Dilema Rambut Panjang dan Lipatan Rambut Mirip Punuk Unta


Jika memahami hadits di atas secara tektual, akan menjadi dilema bagi Perempuan yang punya rambut Panjang. Pasalnya, sulit bagi mereka untuk berkerudung tanpa ‘punuk unta’ karena mau tidak mau harus melipat rambutnya. Di sisi lain, jika mereka membiarkan rambutnya terjulur ke bawah, orang lain akan dapat melihat rambutnya karena panjangnya melebihi kerudung. Kalau rambut tidak boleh kelihatan, dan melipat rambut juga tidak boleh, lalu solusinya bagaimana?

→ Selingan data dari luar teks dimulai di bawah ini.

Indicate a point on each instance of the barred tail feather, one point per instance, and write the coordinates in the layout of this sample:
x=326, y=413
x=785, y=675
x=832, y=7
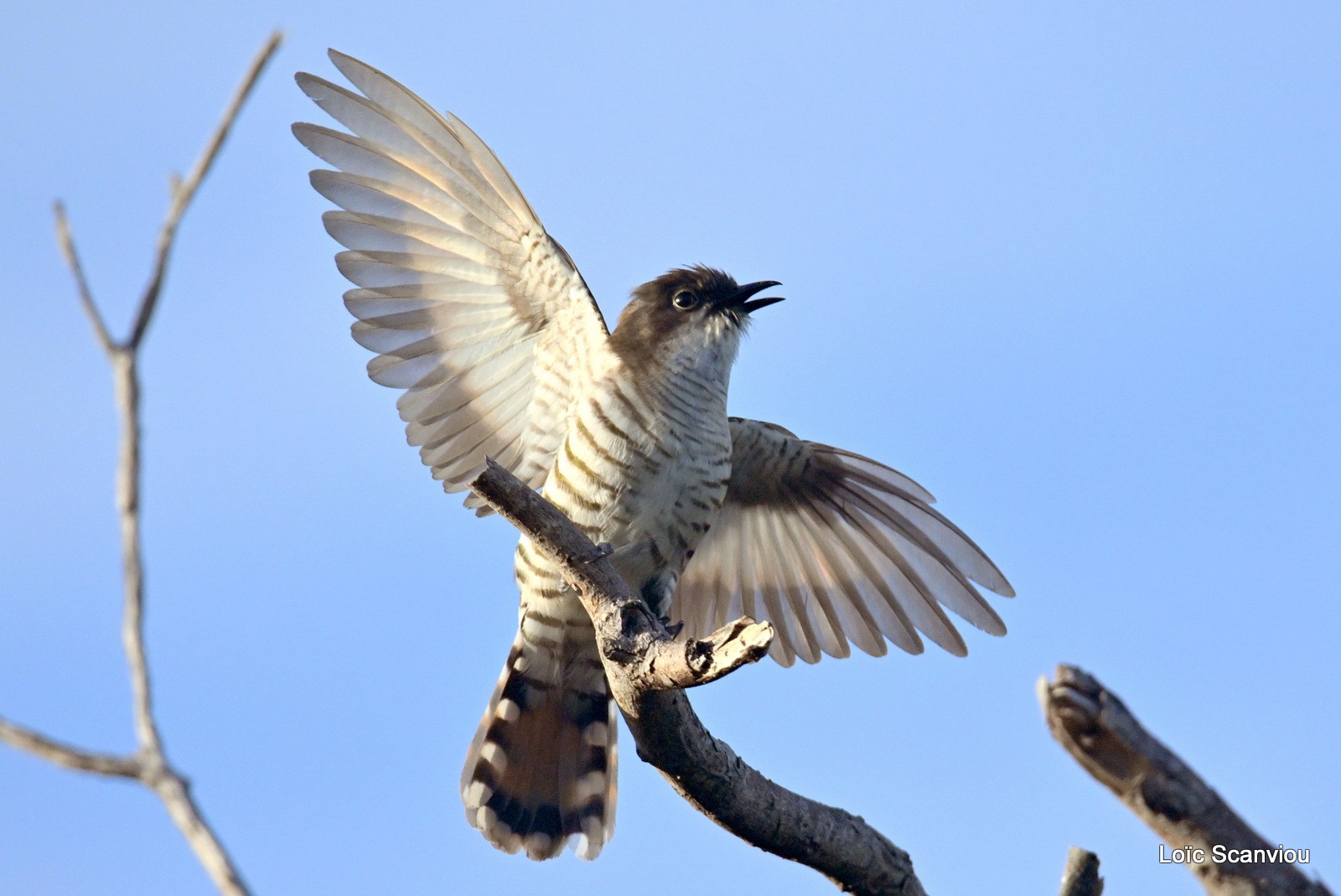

Imam Nawawi menjelaskan bahwa punuk unta dalam hadits di atas adalah mereka membesarkan kepalanya menggunakan kain hijab, selendang, atau semacamnya sehingga menyerupai punuk unta. Sementara Imam Ibnu Al-‘Arabi menjelaskan bahwa punuk unta tersebut adalah kiasan bagi Perempuan yang sengaja membesarkan kepalanya dengan rambut palsu atau sejenis potongan kain agar orang lain mengira itu adalah rambutnya.
Sedangkan Imam Ibnu Hajar Al-Asqalani mengutip penjelasan dari Imam Al-Qurtubi bahwa punuk unta dalam hadits itu adalah lipatan rambut yang menyerupai punuk unta yang menjulang tinggi di atasnya untuk berhias dan mempercantik penampilan. Artinya, kebanyakan Perempuan Indonesia tidak masuk kategori ini karena mereka tidak menggunakan bahan tambahan untuk membuat punuk unta dan lipatan rambutnya berada di belakang kepala, bukan di atasnya.
Gambaran Perangai Buruk Perempuan
Dari awal, hadits di atas menggambarkan sifat Perempuan yang perangai dan kelakuannya buruk. Redaksi lengkap hadits di atas menjelaskan bahwa dia (Perempuan ahli neraka) berpakaian tapi telanjang karena pakaiannya terlalu tipis atau ketat, berjalan lenggak-lenggok untuk menarik perhatian laki-laki lain, tidak menundukkan pandangan, serta berpakaian tidak seronok yang salah satunya dengan menghias kepala dengan gumpalan kain membentuk punuk unta.
Itulah kenapa para ulama mengikat larangan ini dengan poin Upaya berhias yang tidak wajar. Pasalnya, Perempuan membuat punuk unta karena ingin tampil cantik dan mendapat pujian dari laki-laki lain.
Kesimpulannya, apa yang kebanyakan Perempuan Muslimah Indonesia lakukan dengan cara berkerudungnya tidak termasuk dalam ancaman hadits di atas. Oleh karena itu, hendaknya kita bijak dan tidak tergesa-gesa menyimpulkan sebuah hadits.
Maksud Hadits Berkurudung Seperti Punuk Unta
Untuk memahami sebuah hadits, kita tidak boleh hanya sepotong-sepotong membacanya. Bahkan, kita harus paham konteksnya. Jika kita melihat kitab-kitab syarah hadits, para ulama tidak meributkan punuk unta, kecuali yang terbuat dari rambut palsu, sorban, atau kain.
Selam punuk tersebut adalah rambut asli. Kalaupun masih ada yang mempermasalahkannya, para Wanita tersebut tidak bertujuan untuk pamer dan ingin mendapat pujian dari para lelaki. Bahkan, banyak ulama yang menafsirkannya sebagai perilaku buruk bagi Perempuan. Jadi, mulai sekarang hendaknya kita fair memberikan label berkerudung seperti punuk unta pada Perempuan.